Cari amici pescatori,

come ribadito nel precedente articolo pubblicato, ASD VALLESANTA attraverso i propri Consiglieri e i Soci sta organizzando la stagione di pesca ormai prossima, all'apertura, proponendo novità sia in ambito societario che gestionale.

Due punti in modo particolare sono di rilevante importanza e meritano di essere perseguiti con maggior attenzione e determinazione:

1) incrementare le presenze di pescatori, incentivare le loro presenze, gestire e poter fruire di una maggior area valliva deputata alla pesca;

2) mettere in campo ed attivare quanto determinato nello studio e nel monitoraggio effettuato dall'Università di Ferrara in Vallesanta, rispettando pedissequamente le Linee Guida che detta analisi, durata due anni, ha prodotto.

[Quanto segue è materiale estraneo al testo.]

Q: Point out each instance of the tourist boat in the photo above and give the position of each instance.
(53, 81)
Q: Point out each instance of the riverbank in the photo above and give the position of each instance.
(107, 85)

I due punti non sono distanti tra loro, anzi, sono consequenziali: una corretta gestione ed il rispetto delle linee guida già dettate, porterebbe diffatti ad una diversa caratterizzazione ecologica di tutta la valle, con risultati positivi nel tempo, in ordine a quantità e taglie dei pesci ora presenti, oltre alla  possibiltà di reintrodurre specie ora praticamente scomparse come arborella, tinca e luccio. E' noto e banale che una maggiore quantità di catture porti ad un incremento delle presenze di pescatori, ma ASD VALLESANTA oltre al mero risultato economico, spera che la propria attività, unita agli sforzi di altri importantissimi attori: Consorzio Bonifica Renana, Comune di Argenta, Regione emila Romagna, Parco del Delta del Po, Università di Ferrara porti ad un diverso equilibrio di Vallesanta in ordine alle erbe palustri, alle essenze, alle alghe di vitale importanza, ora scomparse come Ceratophyllum demersus, Elodea canadensis, Myriophyllum spicatum e naturalmente ai nostri amici pesci.

Oltre a queste "travi portanti" del programma per il 2018, altri punti saranno formalizzati nell'Assemblea Generale che si terrà prossimamente e che determinerà altresì i nuovi prezzi per i biglieti d'entrata, il costo delle tessere di Socio di ASD VALLESANTA, l'ingresso di nuovi Consiglieri e tanto altro ancora.

Importante notizia dell'ultima ora riguarda la richiesta formalizzata da ASD VALLESANTA al Parco del Delta del Po per ottenere l'ambito BRAND di "Sostenitore della Biosfera del Delta del Po" , impegnandosi a sostenere i valori generali del MaB UNESCO. Dalle ultime notizie ricevute, la documentazione inoltrata è conforme a quanto richiesto e presto sarà definitivamente valutata; sussistono pertanto ottime possibilità di potersi fregiare del citato BRAND.

L'aspetto positivo è questo: la nostra società è sempre più viva, ha problemi da affrontare, da gestire, programmi e progetti da mettere in campo: spesso ci riesce, a volte no, ma è pulsante, attenta ed attiva ED E' BELLO FARNE PARTE.